Continuation of front page (51) Int.Cl. ⁵ Identification number Office reference number FI technical display location A61K 31/47 ACF AED 7252-4C C07D 401/12 8829-4C

Claims (6)

[Claims] 1. A general formula (1): (Expressed in the formula, R ₁ represents an alkyl group, or a halogen, alkyl group, alkoxy group, nitro group, one or more optionally substituted aryl group a trifluoromethyl group, an aralkyl group, a heterocyclic ring, R ₂ Is hydrogen, or an acyl group which may be substituted with a halogen, a nitro group, a methoxy group, a hydroxy group, a linear or branched alkyl group, an aralkyl group, a linear or branched alkyloxycarbonyl group, an aralkyloxycarbonyl group.
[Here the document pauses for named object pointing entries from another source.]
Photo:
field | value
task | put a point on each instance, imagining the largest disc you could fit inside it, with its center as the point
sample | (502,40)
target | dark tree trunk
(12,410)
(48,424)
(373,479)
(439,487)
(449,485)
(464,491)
R ₃ represents a hydroxy group, an alkoxy group, a benzyloxy group or has the formula: —NR ₄ R ₅ where R ₄ and R ₅ are the same or different, and
An aminomethyltetrahydroisoquinoline derivative consisting of a compound represented by hydrogen, an alkyl group or an aralkyl group, and n represents 1 to 6) or a pharmaceutically acceptable salt thereof. 2. In the formula (I), R ₁ represents halogen, an aryl group which may be substituted with one or more lower alkyl groups having 1 to 4 carbon atoms, R ₂ represents hydrogen, or Represents an acyl group, a linear or branched alkyl group, an aralkyl group, a linear or branched alkyloxycarbonyl group, an aralkyloxycarbonyl group, R ₃ represents a hydroxy group, and n represents 1 to 3 The derivative according to claim 1, which is represented by 3. A pharmaceutical composition comprising as active substance a derivative according to claim 1 or 2 optionally together with one or more inert carriers and / or diluents. 4. The pharmaceutical composition according to claim 3, which is suitable for treating and preventing thromboembolic disorders and preventing arteriosclerosis. 5. A compound represented by the general formula (II): (Wherein R ₂ , R ₃ and n have the same meanings as defined in claim 1), an amine represented by the general formula (III) R ₁ SO ₃ H (III) (wherein R ₁ is A compound having the same meaning as that of claim 1) or an active derivative thereof,
General formula (I) (Wherein R ₁ , R ₂ , R ₃ and n are the same as above), R _{3 of the} compound is OH
If not, the method for producing a derivative according to claim 1 or 2, wherein hydrolysis is carried out to a free carboxylic acid if necessary. 6. A method for producing amines of the general formula (II) according to claim 5, which comprises the general formula (IV): (In the formula, R ₂ has the same meaning as in claim 5, and Pr 2
ot represents an amino-protecting group), and a compound represented by the general formula (V) X (CH ₂ ) _n COR ₃ (V) (in the formula, R ₃ has the same meaning as in claim 5) , X
Represents chlorine, bromine, iodine, alkylsulfonyl or toluenesulfonyl) and then removes the protecting group to produce an amine.